**An array of length L is given. Elements are ‘–ve’ and +ve integers. Make a function that figure out all positive numbers in the array that have their opposites in it as well.**

**Input** : 4,5,8,3,2,-5,-8,-4,-2,-3,-5,8,-8

**Output** : 2,-2,3,-3,4,-4,5,-5,8,-8

I copied this code from the web but couldn’t understand it, is there some other easier way.

```
#include <bits/stdc++.h>
using namespace std;
void printPairs(int arr[], int n)
{
vector<int> v;
for (int i = 0; i < n; i++)
for (int j = i + 1; j < n; j++)
// If absolute values are equal print pair.
if (abs(arr[i]) == abs(arr[j]))
v.push_back(abs(arr[i]));
if (v.size() == 0)
return;
for (int i = 0; i < v.size(); i++)
cout << -v[i] << " " << v[i] << " ";
}
int main()
{
int arr[] = { 4, 8, 9, -4, 1, -1, -8, -9 };
int n = sizeof(arr) / sizeof(arr[0]);
printPairs(arr, n);
return 0;
}
```

### >Solution :

Using standard algorithms does not always immediately make code easier, but standard algorithms are well documented.
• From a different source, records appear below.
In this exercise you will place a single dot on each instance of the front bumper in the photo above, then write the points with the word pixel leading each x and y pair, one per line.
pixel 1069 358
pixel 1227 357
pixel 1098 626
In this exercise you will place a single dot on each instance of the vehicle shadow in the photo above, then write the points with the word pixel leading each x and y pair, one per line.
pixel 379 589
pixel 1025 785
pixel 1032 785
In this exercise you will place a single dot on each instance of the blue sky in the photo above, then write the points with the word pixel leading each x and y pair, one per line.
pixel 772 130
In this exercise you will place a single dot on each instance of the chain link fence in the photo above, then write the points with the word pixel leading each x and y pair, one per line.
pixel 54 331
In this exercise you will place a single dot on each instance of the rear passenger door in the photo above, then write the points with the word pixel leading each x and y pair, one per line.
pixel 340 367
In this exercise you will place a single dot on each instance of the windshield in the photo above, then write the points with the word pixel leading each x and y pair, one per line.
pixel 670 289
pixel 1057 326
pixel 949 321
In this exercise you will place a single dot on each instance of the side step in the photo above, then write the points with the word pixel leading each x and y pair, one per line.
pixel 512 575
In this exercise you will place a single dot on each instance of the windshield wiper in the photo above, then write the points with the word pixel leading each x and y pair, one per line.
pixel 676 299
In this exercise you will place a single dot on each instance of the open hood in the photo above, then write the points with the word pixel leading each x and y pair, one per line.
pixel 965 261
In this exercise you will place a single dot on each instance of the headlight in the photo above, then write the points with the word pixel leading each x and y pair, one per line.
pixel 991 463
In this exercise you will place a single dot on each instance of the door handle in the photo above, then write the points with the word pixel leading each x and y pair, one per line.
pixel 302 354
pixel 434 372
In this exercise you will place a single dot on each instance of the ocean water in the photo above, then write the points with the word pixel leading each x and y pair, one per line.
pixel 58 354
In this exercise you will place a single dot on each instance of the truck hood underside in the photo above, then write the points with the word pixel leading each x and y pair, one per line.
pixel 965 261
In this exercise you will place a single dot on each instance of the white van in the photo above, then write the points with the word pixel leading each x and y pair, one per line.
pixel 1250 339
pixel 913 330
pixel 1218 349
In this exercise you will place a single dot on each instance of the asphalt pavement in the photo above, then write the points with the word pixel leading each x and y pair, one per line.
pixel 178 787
If you do not understand application of a standard algorithm you can find plenty of documentation. That isnt the case for self-written algorithms.

Know your algorithms! I will use a simpler example: `2,1,-2,2`

, and I will use a `std::vector`

.

`std::sort`

can be used to sort the vector to`1,2,2,-2`

by using a custom comparator that compares the elements absolute values and places positive elements before negative ones ( to achive that you can compare`std::pair`

s of`{abs(element),element<0}`

).`std::unique`

can be used to move adjacent duplciates to the end of the vector, resulting in`1,2,-2,2`

. The returned iterator refers to the`2`

because thats the`end`

of the vector that has only the unique elements. (Here it is not actually needed to erase the duplicates from the vector)`std::adjacent_find`

can be used to find pairs of adjacent elements for which`abs(a) == abs(b)`

.

Thats all you need.

```
#include <iostream>
#include <vector>
#include <utility>
#include <algorithm>
int main() {
std::vector<int> x{4,5,8,3,2,-5,-8,-4,-2,-3,-5,8,-8};
std::sort(x.begin(),x.end(),[](auto a,auto b){ return std::make_pair(std::abs(a),a<0) < std::make_pair(std::abs(b),b<0);});
auto last = std::unique(x.begin(), x.end());
//x.erase(last, x.end()); // no need to actually erase
auto it = x.begin();
while (it != last) {
it = std::adjacent_find(it,last,[](auto a,auto b){ return std::abs(a) == std::abs(b);});
if (it != last) {
std::cout << *it << " " << *std::next(it) << "\n";
it += 2;
}
}
}
```

I am not expecting that you find this code much simpler to read compared to the original, but if you just spend some time on the documentation of the used algorithms it should become clear how it works.